On ne présente plus Get It On. Son riff boogie joué en shuffle est un classique du genre. Un riff devenu légendaire qu’Oasis repiquera une vingtaine d’année plus tard sur son classique « Cigarettes & Alcohol ». Un riff reptilien typique du jeu et du son de T-Rex. Tout en lâché prise. « Cool » est le maître mot. Bolan feule, ses choristes instillent la soul music et les cuivres se chargent de conclure l’affaire.

Planet Queen s’écoute au volant d’une mustang décapotable. Dehors tout est fournaise. L’asphalte fond. Ambiance cool. Les chœurs transpirent leur soul aérienne. T-Rex fusionne ici glam rock, folk et clins d’oeil Motown. Ce disque est fascinant. On l’écoute d’une seule traite, avec une étonnante décontraction. Tout semble si facile et spontané… Sur Girl, Marc Bolan rend un hommage vibrant aux marginaux de sa génération, à celles et ceux qui ne rentrent pas dans le moule. Le superbe accompagnement au Bugle (cousin du cor de chasse) appuie cet hommage avec force solennité.

The Motivator perpétue l’excellente recette de Get It On et Jeepster. Le son des guitares est toujours aussi impeccable. La patte de Tony Visonti à la production n’y étant évidemment pas pour rien. The Beatles avaient son George Martin. David Bowie avait son Tony Visconti qu’il mettra au service de Marc Bolan, très proche de Bowie.

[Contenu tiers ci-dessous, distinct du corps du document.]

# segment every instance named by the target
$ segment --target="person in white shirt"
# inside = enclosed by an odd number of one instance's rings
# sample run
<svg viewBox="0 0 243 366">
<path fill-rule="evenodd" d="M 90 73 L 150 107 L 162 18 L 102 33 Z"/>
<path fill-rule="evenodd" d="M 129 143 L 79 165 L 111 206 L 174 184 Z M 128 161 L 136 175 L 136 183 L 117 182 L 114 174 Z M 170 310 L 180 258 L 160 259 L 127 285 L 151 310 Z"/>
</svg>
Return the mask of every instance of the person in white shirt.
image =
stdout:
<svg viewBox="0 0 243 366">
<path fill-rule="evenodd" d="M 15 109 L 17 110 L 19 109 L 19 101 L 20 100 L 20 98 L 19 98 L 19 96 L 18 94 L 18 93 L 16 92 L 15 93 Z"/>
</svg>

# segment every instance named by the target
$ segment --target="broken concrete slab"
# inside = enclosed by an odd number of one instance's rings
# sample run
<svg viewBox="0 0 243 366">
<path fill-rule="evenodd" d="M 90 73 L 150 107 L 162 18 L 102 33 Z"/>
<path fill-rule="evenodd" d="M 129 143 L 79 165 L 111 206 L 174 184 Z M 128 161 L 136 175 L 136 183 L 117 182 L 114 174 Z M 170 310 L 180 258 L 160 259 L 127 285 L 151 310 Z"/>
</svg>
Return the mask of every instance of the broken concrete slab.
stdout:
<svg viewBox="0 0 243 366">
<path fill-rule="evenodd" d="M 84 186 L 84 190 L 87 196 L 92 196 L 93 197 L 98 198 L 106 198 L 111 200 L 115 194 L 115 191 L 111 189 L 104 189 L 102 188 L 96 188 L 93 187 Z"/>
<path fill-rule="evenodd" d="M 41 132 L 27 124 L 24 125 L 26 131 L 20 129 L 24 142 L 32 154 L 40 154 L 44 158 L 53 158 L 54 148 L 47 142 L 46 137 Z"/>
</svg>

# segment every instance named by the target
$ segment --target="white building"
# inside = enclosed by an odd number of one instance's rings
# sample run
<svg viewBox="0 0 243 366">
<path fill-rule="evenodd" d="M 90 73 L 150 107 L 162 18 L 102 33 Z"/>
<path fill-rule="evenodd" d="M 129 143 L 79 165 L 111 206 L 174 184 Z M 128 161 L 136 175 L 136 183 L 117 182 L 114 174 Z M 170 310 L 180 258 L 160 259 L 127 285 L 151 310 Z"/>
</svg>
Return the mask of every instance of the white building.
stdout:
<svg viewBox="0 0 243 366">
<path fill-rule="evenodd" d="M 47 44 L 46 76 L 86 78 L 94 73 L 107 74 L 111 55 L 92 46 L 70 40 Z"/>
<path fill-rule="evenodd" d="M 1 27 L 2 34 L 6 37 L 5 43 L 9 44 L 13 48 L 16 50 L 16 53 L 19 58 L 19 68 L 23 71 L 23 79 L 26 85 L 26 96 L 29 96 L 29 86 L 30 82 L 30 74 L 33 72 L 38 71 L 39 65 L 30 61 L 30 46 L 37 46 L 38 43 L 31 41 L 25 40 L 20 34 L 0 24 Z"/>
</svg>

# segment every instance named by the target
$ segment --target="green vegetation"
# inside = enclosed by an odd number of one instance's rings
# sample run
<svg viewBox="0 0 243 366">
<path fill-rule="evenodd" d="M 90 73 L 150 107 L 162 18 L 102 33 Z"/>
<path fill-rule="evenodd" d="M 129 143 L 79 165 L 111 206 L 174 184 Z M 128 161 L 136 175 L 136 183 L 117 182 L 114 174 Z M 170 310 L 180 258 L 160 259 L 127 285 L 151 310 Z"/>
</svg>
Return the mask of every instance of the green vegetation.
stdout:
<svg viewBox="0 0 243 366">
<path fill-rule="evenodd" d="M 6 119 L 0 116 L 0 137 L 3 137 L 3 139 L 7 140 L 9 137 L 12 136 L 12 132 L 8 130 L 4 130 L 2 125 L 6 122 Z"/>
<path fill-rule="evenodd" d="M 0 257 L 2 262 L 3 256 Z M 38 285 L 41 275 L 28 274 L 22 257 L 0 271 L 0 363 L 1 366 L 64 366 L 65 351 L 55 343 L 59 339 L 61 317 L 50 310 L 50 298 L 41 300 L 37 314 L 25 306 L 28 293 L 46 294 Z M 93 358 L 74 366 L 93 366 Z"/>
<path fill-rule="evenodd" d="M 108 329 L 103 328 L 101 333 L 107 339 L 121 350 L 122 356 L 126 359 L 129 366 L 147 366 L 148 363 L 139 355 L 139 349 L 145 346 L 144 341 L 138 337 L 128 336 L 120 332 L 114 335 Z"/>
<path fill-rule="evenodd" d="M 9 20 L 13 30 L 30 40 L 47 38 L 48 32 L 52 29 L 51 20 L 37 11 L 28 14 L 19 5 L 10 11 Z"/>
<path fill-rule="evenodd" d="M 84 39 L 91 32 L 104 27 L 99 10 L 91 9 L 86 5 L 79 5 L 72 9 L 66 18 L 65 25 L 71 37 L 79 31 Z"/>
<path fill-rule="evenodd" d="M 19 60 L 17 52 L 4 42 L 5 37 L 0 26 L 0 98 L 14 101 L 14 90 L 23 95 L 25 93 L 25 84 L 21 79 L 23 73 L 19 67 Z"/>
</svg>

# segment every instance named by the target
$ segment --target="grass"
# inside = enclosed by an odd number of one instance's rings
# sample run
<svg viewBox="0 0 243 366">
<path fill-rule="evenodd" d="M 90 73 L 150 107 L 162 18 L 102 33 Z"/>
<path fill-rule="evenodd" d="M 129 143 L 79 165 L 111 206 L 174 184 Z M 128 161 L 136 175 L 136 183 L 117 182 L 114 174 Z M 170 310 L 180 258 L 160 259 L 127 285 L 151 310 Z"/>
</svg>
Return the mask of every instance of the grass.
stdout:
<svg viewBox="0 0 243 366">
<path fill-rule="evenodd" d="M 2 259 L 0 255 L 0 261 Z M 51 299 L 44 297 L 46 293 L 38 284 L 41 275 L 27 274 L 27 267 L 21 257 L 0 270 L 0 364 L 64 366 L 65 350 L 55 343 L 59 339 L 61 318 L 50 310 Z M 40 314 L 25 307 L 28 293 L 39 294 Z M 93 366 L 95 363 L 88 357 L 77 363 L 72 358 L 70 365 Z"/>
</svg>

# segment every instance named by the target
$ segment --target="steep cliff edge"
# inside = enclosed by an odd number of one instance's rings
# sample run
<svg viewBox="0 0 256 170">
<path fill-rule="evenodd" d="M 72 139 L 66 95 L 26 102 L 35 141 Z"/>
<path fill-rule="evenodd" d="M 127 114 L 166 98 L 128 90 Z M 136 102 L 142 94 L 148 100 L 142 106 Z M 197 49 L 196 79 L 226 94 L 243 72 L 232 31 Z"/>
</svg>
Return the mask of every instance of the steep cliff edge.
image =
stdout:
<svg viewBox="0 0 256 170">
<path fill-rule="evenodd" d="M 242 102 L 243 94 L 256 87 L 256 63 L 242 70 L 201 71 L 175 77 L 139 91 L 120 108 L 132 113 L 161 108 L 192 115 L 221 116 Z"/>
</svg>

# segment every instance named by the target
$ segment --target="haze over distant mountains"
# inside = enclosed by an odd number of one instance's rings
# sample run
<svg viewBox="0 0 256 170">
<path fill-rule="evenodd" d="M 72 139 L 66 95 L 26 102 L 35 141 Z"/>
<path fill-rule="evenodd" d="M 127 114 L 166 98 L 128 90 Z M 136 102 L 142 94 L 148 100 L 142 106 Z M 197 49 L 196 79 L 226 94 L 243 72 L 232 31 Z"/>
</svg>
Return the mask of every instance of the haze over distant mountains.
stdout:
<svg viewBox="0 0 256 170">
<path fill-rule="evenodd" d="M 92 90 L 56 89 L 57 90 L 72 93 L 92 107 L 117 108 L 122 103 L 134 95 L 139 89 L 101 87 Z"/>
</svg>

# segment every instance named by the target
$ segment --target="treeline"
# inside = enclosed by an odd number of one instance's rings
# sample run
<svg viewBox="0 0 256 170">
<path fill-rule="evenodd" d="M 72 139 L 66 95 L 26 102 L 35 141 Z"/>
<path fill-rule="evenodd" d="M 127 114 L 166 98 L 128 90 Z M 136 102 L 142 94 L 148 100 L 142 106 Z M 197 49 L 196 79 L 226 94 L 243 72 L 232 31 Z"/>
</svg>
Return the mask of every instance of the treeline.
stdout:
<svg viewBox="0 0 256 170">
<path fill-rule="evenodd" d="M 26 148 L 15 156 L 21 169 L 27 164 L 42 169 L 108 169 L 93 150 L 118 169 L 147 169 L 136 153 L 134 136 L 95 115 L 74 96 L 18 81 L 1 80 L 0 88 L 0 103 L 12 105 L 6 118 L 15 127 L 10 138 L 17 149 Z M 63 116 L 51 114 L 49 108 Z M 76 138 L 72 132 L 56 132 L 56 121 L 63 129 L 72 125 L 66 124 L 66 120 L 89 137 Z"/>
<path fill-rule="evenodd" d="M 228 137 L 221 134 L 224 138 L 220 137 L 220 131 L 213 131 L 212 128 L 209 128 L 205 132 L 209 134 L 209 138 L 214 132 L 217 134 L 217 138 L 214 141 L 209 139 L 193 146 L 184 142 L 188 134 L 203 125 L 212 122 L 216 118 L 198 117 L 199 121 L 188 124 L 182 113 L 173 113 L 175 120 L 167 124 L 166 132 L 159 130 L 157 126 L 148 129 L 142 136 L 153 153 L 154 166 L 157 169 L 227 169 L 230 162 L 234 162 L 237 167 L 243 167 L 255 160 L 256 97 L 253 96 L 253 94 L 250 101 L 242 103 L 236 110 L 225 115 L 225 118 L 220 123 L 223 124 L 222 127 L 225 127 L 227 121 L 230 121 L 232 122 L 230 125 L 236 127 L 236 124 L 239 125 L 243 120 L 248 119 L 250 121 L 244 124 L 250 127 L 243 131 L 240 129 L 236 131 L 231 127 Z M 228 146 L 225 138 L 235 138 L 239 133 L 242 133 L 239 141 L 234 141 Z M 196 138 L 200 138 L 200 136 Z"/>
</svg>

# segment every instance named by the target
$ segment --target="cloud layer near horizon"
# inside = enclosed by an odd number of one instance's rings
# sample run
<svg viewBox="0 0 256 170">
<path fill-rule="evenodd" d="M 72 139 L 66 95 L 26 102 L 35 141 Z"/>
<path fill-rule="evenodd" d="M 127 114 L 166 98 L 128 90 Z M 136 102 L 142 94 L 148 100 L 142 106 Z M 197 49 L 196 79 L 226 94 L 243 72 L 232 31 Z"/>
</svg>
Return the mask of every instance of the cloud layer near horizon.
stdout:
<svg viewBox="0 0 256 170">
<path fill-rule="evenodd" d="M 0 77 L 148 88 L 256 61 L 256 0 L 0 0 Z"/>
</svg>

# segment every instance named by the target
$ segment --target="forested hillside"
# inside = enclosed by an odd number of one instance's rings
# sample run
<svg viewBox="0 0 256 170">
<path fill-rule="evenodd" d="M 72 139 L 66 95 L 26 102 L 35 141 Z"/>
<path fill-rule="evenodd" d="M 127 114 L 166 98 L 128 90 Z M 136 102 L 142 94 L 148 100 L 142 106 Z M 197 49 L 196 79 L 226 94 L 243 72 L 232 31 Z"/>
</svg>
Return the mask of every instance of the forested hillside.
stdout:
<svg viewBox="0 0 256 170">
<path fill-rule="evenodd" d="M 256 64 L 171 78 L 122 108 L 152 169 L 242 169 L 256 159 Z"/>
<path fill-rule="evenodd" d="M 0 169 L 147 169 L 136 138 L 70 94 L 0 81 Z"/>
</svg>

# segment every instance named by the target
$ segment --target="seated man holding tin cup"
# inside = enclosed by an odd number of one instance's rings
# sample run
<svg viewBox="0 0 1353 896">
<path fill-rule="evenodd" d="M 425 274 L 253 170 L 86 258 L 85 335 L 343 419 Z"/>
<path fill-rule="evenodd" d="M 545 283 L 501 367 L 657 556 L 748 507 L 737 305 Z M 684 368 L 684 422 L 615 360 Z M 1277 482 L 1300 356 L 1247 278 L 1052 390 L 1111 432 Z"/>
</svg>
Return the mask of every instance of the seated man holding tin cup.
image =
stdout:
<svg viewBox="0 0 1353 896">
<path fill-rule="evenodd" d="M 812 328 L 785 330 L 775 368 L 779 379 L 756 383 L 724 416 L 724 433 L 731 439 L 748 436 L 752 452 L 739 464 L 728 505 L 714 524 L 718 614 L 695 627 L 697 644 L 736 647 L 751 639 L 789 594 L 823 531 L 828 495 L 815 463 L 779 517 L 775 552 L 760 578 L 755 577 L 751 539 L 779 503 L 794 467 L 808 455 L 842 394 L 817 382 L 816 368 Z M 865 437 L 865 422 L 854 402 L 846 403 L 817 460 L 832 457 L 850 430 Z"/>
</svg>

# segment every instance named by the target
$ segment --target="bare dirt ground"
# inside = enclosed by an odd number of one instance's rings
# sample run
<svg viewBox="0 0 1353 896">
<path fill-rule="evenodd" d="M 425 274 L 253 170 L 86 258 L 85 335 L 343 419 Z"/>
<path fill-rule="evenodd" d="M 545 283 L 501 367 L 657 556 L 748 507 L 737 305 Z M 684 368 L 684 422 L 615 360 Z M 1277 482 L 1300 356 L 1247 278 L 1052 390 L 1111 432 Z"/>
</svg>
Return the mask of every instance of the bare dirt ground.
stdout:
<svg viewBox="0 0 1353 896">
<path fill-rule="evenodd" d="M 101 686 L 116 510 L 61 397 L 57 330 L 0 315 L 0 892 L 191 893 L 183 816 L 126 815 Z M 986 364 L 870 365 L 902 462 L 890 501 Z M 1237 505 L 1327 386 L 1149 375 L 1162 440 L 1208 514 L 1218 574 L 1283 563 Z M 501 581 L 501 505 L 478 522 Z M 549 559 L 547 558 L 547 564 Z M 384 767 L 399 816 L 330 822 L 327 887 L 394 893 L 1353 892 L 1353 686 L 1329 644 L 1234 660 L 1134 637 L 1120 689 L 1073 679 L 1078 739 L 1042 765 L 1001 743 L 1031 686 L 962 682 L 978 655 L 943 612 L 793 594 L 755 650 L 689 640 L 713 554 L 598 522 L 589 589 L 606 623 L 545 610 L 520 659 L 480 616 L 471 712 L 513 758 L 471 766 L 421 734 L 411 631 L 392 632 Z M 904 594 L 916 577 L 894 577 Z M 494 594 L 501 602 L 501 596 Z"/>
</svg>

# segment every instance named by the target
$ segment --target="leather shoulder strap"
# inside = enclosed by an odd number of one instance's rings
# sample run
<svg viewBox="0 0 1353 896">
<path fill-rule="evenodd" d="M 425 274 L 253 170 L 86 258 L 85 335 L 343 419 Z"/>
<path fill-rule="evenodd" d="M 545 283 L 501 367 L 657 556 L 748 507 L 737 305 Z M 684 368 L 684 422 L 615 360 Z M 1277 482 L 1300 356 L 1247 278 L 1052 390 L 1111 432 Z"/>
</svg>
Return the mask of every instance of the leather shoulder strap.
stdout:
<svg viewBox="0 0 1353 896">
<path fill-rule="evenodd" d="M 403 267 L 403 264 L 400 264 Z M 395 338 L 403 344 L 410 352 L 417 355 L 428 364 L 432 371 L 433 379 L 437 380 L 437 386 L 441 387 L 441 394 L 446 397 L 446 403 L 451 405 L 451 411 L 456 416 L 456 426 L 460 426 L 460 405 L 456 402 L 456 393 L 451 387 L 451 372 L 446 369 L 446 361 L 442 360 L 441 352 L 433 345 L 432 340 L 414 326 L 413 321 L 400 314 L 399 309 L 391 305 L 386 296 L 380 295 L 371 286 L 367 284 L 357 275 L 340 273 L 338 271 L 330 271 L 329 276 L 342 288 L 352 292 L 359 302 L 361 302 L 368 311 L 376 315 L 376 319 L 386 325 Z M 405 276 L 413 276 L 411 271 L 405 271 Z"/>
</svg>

Dernière ballade cicatrisée sur Life’s A Gas. Une histoire de fille que l’on aurait voulu sublimer, à qui l’on aurait donné tout ce qu’on possède. Une de ces aventures qui n’ont jamais réellement connu de commencement. Un rêve éveillé. Un mirage.

Un dernier coup de griffe sur Rip Off. Chaque instrument est affûté comme un gant de boxe. Que ce soient les cuivres ou les percussions, ils sont au service d’un Marc Bolan qui mouline sur le ring et assène ses phrases avec une gouaille canine. « Sticky Fingers » des Rolling Stones venait de sortir quelques mois plus tôt et c’est à se demander si Bolan n’a pas voulu les singer. Avec talent. On se quitte sur un final tout de cuivres et de cordes. Le reptile vient de tirer sa révérence.

Un disque culte. Généreux. A la production parfaite. N’ayant pas pris une ride. Et l’œuvre d’un talent immense. Marc Bolan. Lequel connaîtra un destin funeste des suites d’un crash de bagnole en 1977… Sa musique inspirera de nombreux groupes issus de la scène punk, hard rock ou britpop. Des Smiths à Oasis en passant par Siouxsie & The Banshees et les Guns N’Roses.